Andrew Nelles/Reuters/file
Chinese Vice Premier Wang Yang expressed deference to the US at the US-China Joint Commission on Commerce and Trade in Chicago last month.

A newly modest China? Official's reassurances raise eyebrows in US.

Chinese Vice Premier Wang Yang said in a widely publicized speech that China 'does not have any ideas or capabilities' to challenge the US as the world's leading superpower. But while some say it reflects a new realism, others see reason for skepticism.

For the past two years, China has been riding buoyantly on the crest of a diplomatic wave; the Asian giant is widely seen at home and abroad as the natural heir to the United States’ mantle as the world’s leading superpower.

Three weeks ago, a top Chinese official sounded a very different note.

“It is the United States that leads the world. We have a clear understanding of this,” Vice Premier Wang Yang told a US-China trade forum in Chicago. “China does not have any ideas or capabilities to challenge the leading role of the United States.”

Since President Xi Jinping took power two years ago, Beijing has strengthened its claim to be Asia’s undisputed leader, demanded that Washington should treat it as an equal in a “new kind of great power relationship,” and done nothing to discourage official media from speculating on the implications of US decline.

Mr. Wang’s new humility initially attracted little attention. The state-run Xinhua News Agency’s Chinese language report on the speech did not refer to his unusual comments. Neither did the official press mention them.

Yet there was no indication that he had spoken out of turn. The Ministry of Commerce later posted the full text of the speech in Chinese and English on its website, and Chinese news web portals have carried the speech prominently in recent days, ensuring its wide distribution and a lively discussion on social media.

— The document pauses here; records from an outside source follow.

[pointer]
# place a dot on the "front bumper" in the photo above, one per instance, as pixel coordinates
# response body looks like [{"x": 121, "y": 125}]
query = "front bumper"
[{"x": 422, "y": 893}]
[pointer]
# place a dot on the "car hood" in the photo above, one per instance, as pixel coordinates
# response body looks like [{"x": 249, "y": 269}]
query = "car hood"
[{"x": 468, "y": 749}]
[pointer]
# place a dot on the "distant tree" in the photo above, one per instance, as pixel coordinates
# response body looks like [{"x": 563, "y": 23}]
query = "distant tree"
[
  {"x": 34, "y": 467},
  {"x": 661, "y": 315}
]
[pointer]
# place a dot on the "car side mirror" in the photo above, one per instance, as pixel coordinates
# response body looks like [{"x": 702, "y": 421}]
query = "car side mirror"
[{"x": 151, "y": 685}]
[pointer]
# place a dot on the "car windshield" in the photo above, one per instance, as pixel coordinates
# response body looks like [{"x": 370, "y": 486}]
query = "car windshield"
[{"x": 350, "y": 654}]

Analysts in both China and the US see the speech as a Chinese attempt to reassure the Americans about Beijing’s intentions after a bruising year or two of diplomatic clashes.

“This is part of a new campaign to reassure the United States and build on the recent summit between Xi and Obama,” says David Shambaugh, who teaches Chinese politics at George Washington University in Washington.

“US nervousness has been growing,” agrees Zhu Feng, an international affairs specialist at Nanjing University. “Wang Yang took note of that and so he elaborated on the Chinese view of the US. It was a very intentional message.”

After clashing with Washington over its declaration of an air defense identification zone around Japan’s Senkaku Islands and its blunt assertion of sovereignty claims in the South China Sea, Beijing has “understood that they mishandled a variety of issues,” says Michael Swaine, a China expert at the Carnegie Endowment for International Peace in Washington. “The Chinese are trying to convey a more moderate and softer message,” he adds. “They are trying to promote the image of a more flexible power.”

Whether that image matches reality is a matter of debate. China has taken a number of steps recently that could be seen as aimed at undermining Washington’s role in the Asia-Pacific region.

President Xi outlined an “Asia for Asians” security framework – pointedly excluding the US – at a regional conference he hosted in Shanghai last May; China is promoting an Asian free trade pact to rival the US-backed Trans-Pacific Partnership; and late last year, Beijing launched the $50 billion Asia Infrastructure Investment Bank, which Washington tried to stop its regional allies from joining for fear it could challenge the US-dominated Asian Development Bank.

“I see nothing in their global diplomatic behavior to suggest that the Chinese accept the US order,” says Prof. Shambaugh. “They have been highly uncomfortable with it for years and now they have the money to try to weaken the US role in the world,” he adds. “We must not confuse rhetoric with reality.”

Chinese scholars acknowledge that Wang’s speech is unlikely to convert skeptics in the US. His comments “were helpful but far from sufficient,” says Shi Yinhong, an expert on China-US relations at Renmin University and foreign policy adviser to the government.

At the same time, he points out, “China has not changed in any degree its positions on the South China Sea and East China Sea,” which have brought it into conflict with Washington and its allies in recent years. “Wang Yang’s stance is only part of the picture,” Prof. Shi cautions. “The overall situation is still very complex.”

But Chinese foreign policy analysts insist that Wang’s comments reflect mainstream official Chinese thinking on the relationship with Washington. “It is what Xi tells Obama in private,” says Jia Qingguo, an international relations expert at Peking University.

“Certainly some Chinese have recently become quite euphoric … about the progress that China has made and its future. Even in government, there are people who think in that way,” Prof. Jia explains. “But Wang was stating a reality.”

Less triumphalist voices are rarely given space in the Chinese media — hence the surprise that Wang’s speech has occasioned. “The Chinese government believes it should do everything possible to ensure that people are confident of China’s future,” says Jia. So the media do not often disseminate such modest assessments of China’s role in the world as Wang offered.

In the West, meanwhile, such modesty may be suspect when set against recent Chinese assertiveness on the world stage. Prof. Zhu, however, insists that it is no more than a healthy dose of realism. “I don’t think many people in the US will be convinced,” he says. “But at least Wang Yang’s comments are honest and candid.”